DOE Invests in Critical Minerals Supply Chain

DOE Invests in Critical Minerals Supply Chain

April 8, 2024
“Critical materials are the building blocks of technologies needed for the transition to a net-zero clean energy future and for our national security,” 

On April 2, the U.S. Department of Energy’s (DOE) Office of Fossil Energy and Carbon Management today announced $75 million for a project to develop a Critical Minerals Supply Chain Research Facility.

The project, funded by the Bipartisan Infrastructure Law, supports Executive Order 14017, which has made it a policy of the United States to have resilient, diverse, and secure critical mineral and material supply chains, which are central for U.S. energy security, economic prosperity, and national security as they underpin many clean energy technologies, vital manufacturing processes, and several key defense applications,the agency says. 

“Critical materials are the building blocks of technologies needed for the transition to a net-zero clean energy future and for our national security,” said Brad Crabtree, Assistant Secretary of Fossil Energy and Carbon Management, in a statement. “To help ensure a secure domestic supply, DOE is investing in projects to help accelerate the production of essential critical minerals and materials from a diverse set of sources, working with other agencies and the private sector as part of a government-wide strategy.”

DOE expects that the Critical Materials Supply Chain Research Facility will support other on-going government initiatives, such as the Critical Materials Collaborative and Critical Materials Innovation Hub, along with the overall DOE-wide critical mineral and material goals of diversifying and expanding supply, developing alternatives, improving efficiencies across the supply chain, and enabling a circular economy. 

A supply chain assessment in June 2021 found that over-reliance on foreign sources and adversarial nations for critical minerals and materials poses national and economic security risks. These findings were consistent with identified risks for supply chain disruption found in DOE material strategies and criticality assessments, in the United States Geological Survey critical mineral lists in 2018 and 2022, and the recently released DOE Critical Materials Assessment.

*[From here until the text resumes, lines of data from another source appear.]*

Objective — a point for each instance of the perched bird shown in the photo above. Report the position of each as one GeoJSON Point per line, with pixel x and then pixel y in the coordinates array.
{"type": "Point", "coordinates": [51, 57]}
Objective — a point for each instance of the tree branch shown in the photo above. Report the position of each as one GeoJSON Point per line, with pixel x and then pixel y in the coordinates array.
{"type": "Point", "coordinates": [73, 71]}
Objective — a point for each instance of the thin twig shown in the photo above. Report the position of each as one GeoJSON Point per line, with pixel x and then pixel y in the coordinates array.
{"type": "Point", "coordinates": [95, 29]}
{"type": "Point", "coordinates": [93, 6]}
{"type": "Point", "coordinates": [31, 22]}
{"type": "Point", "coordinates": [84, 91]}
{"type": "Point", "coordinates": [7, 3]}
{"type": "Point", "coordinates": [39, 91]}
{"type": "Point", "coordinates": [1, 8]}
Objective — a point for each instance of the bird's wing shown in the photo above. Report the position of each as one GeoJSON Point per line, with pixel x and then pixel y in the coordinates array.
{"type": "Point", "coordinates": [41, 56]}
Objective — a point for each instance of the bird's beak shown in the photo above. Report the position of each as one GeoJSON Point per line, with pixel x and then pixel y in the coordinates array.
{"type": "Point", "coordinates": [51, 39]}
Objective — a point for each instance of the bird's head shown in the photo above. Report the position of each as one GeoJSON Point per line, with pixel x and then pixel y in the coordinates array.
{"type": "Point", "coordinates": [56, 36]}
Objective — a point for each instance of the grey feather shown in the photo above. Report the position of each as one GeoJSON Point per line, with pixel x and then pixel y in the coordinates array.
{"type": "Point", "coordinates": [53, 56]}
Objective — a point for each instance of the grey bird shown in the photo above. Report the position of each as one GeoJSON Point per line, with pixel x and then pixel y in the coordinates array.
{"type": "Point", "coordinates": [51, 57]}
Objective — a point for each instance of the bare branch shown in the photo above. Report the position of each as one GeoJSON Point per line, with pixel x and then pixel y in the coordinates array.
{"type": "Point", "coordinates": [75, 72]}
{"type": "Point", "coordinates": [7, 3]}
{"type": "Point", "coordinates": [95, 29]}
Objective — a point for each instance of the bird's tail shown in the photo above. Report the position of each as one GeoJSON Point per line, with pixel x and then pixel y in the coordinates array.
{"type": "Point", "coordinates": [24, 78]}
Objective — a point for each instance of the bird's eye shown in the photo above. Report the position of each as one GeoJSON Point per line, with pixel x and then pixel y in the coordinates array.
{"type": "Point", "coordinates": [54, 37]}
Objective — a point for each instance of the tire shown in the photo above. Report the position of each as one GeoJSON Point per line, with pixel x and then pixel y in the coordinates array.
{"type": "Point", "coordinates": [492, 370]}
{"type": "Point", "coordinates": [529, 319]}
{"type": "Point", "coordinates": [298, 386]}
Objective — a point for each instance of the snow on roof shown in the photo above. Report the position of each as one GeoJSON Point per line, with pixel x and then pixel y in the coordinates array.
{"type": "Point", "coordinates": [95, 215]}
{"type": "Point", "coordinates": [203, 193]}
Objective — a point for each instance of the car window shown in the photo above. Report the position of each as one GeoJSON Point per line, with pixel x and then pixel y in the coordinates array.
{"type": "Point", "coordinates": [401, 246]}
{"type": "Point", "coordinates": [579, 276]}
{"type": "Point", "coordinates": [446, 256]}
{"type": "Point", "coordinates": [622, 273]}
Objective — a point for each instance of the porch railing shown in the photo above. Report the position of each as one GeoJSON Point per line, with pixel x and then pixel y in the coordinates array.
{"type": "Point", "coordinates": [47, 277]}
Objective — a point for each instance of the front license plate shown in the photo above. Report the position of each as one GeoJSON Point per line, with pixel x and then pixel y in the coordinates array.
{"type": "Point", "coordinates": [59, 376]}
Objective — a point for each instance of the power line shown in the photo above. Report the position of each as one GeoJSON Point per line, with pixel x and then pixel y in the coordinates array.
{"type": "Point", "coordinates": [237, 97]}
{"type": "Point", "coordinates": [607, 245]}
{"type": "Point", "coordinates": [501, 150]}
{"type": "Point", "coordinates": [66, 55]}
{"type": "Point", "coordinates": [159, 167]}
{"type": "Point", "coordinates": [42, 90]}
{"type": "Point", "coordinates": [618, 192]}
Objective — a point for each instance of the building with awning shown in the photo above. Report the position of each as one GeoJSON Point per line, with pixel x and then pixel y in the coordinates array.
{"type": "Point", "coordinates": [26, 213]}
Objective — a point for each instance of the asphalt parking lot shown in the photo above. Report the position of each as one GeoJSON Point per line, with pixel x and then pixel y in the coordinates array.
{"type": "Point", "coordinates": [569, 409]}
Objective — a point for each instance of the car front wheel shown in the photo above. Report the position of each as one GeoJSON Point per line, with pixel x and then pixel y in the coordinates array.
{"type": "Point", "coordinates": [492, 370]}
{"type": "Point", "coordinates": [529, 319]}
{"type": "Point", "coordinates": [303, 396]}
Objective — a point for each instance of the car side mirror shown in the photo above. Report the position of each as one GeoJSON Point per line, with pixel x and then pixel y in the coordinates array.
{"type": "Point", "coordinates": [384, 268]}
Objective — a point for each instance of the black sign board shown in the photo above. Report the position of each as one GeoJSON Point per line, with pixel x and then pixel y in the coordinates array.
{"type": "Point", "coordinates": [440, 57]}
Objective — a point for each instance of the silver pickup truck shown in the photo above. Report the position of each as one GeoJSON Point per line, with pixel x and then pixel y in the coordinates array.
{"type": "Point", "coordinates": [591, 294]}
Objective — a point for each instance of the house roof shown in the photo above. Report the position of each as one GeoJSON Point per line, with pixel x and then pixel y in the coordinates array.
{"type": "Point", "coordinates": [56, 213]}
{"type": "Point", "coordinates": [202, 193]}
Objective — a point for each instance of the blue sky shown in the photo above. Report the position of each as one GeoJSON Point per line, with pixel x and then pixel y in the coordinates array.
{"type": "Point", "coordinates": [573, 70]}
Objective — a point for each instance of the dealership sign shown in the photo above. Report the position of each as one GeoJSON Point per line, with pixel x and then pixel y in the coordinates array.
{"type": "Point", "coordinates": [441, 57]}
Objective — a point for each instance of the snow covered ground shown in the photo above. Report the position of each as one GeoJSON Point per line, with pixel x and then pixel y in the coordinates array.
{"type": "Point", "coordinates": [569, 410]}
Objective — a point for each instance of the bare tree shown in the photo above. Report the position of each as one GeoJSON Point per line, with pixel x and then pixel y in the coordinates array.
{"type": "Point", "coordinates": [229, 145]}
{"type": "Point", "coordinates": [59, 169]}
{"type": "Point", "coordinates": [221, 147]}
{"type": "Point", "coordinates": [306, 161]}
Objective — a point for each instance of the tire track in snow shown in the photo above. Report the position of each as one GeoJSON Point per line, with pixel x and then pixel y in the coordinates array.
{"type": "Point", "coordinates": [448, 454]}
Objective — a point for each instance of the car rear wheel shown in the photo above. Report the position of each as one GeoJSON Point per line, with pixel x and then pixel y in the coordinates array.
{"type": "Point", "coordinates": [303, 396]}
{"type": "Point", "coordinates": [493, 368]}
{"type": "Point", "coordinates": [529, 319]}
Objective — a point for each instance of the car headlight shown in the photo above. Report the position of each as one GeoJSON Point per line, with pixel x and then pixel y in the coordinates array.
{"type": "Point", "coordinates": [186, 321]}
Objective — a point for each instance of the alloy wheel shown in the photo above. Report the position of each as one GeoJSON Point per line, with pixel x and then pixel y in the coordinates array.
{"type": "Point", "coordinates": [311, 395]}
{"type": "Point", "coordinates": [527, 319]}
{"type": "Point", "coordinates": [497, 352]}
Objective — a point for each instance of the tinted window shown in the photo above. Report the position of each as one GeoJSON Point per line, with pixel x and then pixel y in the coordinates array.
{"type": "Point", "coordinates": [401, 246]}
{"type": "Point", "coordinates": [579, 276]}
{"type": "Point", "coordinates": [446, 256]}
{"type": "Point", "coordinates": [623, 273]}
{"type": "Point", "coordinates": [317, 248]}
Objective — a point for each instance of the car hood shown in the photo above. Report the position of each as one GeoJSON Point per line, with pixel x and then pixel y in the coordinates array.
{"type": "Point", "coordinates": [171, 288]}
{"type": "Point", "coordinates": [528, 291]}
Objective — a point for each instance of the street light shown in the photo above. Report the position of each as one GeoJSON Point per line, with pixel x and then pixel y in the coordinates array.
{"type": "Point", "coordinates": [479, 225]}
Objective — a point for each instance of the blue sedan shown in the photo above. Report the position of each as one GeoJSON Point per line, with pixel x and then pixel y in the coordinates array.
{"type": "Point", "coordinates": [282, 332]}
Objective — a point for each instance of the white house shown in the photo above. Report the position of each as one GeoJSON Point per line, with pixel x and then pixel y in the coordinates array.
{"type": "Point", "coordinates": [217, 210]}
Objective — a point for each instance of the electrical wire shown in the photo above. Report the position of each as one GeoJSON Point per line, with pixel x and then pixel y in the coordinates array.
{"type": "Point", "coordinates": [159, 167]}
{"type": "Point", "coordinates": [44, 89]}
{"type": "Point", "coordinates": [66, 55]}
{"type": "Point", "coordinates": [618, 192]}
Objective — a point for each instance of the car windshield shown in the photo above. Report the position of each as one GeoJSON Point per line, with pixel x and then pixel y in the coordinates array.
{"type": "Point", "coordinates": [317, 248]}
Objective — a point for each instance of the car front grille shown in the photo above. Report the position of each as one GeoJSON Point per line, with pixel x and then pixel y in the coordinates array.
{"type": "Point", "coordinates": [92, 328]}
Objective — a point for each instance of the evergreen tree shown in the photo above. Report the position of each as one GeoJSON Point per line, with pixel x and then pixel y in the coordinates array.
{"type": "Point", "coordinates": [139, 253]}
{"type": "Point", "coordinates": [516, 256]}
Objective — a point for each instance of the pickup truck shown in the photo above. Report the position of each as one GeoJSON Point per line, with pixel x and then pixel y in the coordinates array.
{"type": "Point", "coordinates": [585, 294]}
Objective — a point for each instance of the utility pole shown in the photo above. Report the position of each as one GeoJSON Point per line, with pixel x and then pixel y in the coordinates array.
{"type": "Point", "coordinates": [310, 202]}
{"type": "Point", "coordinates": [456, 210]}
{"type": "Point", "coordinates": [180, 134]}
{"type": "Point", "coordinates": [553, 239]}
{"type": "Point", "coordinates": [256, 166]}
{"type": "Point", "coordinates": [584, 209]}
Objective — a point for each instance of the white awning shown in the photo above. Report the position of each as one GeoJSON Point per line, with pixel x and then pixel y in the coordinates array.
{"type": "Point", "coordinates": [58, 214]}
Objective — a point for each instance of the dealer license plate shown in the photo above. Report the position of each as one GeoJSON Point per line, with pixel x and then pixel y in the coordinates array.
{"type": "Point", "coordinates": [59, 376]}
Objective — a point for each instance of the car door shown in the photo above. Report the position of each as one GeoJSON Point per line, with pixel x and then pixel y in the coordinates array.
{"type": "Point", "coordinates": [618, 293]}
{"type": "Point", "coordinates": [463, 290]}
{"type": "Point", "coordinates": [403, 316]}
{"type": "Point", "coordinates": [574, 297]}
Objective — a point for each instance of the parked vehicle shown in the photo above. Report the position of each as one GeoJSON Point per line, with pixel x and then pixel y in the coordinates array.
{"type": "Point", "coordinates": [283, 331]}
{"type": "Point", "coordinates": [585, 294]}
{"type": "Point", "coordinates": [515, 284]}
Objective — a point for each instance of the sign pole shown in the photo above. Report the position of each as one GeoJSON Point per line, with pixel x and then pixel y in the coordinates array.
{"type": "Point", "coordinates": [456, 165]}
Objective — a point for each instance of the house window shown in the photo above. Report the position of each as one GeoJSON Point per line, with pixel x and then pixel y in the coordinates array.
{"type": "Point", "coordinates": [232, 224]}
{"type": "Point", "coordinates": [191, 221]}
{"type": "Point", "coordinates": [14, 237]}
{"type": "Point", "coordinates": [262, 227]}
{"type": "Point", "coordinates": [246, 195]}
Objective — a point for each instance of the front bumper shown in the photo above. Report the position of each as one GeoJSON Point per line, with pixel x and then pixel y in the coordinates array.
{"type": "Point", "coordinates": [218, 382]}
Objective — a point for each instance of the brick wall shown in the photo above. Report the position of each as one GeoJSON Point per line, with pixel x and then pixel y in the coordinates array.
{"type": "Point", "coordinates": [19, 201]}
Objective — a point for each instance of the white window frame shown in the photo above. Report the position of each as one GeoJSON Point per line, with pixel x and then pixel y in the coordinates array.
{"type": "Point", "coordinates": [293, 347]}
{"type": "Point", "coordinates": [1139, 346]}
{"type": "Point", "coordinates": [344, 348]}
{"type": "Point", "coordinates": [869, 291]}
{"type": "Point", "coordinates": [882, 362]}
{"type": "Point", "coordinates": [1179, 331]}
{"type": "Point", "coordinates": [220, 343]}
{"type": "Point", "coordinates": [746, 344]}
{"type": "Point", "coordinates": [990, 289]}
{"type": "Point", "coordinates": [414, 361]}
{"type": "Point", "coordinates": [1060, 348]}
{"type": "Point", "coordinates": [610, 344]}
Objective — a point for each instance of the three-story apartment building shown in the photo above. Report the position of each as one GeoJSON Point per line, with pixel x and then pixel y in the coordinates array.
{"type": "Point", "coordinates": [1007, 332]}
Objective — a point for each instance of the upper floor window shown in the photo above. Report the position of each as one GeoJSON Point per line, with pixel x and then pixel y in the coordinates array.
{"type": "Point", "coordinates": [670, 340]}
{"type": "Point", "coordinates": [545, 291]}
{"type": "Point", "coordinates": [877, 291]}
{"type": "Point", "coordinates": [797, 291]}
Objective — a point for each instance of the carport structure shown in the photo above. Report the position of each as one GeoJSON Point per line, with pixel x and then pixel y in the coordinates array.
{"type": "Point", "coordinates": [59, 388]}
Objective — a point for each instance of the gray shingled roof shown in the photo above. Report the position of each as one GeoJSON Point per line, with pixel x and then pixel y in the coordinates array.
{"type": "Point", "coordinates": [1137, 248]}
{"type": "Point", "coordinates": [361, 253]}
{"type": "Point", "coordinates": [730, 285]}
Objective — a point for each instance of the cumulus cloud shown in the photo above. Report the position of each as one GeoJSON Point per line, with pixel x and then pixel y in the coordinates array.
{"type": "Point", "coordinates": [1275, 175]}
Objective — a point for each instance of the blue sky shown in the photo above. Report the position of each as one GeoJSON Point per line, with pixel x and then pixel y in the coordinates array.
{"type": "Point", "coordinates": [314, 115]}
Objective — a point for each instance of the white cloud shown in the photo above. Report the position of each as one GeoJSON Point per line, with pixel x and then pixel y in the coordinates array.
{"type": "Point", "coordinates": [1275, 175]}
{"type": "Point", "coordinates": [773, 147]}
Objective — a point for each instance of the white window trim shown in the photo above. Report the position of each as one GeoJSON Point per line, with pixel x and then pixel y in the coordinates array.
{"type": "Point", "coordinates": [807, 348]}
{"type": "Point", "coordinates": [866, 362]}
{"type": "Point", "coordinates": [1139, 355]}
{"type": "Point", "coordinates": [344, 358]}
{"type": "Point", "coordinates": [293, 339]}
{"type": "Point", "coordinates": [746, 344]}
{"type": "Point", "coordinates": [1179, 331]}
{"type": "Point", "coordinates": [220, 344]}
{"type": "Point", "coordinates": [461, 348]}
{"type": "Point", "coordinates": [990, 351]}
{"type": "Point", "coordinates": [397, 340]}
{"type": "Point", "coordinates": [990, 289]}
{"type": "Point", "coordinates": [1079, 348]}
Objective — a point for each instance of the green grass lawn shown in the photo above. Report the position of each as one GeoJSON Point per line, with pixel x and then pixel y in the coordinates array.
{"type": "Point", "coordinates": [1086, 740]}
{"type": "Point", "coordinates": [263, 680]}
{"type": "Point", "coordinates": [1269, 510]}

Critical Materials Supply Chain Research Facility 

The project selected to support the development of a Critical Materials Supply Chain Research Facility will establish a nationwide foundational capability to address critical minerals and materials supply chain challenges.

The National Energy Technology Laboratory will lead the Minerals to Materials Supply Chain Facility (METALLIC) project, which includes participation from eight other DOE national laboratories (Ames National Laboratory, Argonne National Laboratory, Idaho National Laboratory, Lawrence Berkeley National Laboratory, Lawrence Livermore National Laboratory, National Renewable Energy Laboratory, Oak Ridge National Laboratory, and Pacific Northwest National Laboratory).

METALLIC will bring together expertise of the nine national laboratories to amplify the impact in critical minerals and materials research, development, demonstration, and deployment by providing rapid validation optimization, and commercialization of critical minerals and materials production and utilization technologies.

FECM’s Office of Resource Sustainability will manage the selected project. Additional details about the selected project can be found here.

DOE’s Broader Advancements in Critical Minerals and Materials 

In addition to today’s project announcement, FECM has committed an estimated $58 million to projects since January 2021 that support critical minerals and materials exploration, resource identification, production, and processing in traditional mining and fossil fuel-producing communities across the country. This total includes $17 million to strengthen the Nation’s critical minerals supply chain for three projects that will support the design and construction of facilities that produce rare earth elements and other critical minerals and materials from coal-based resources.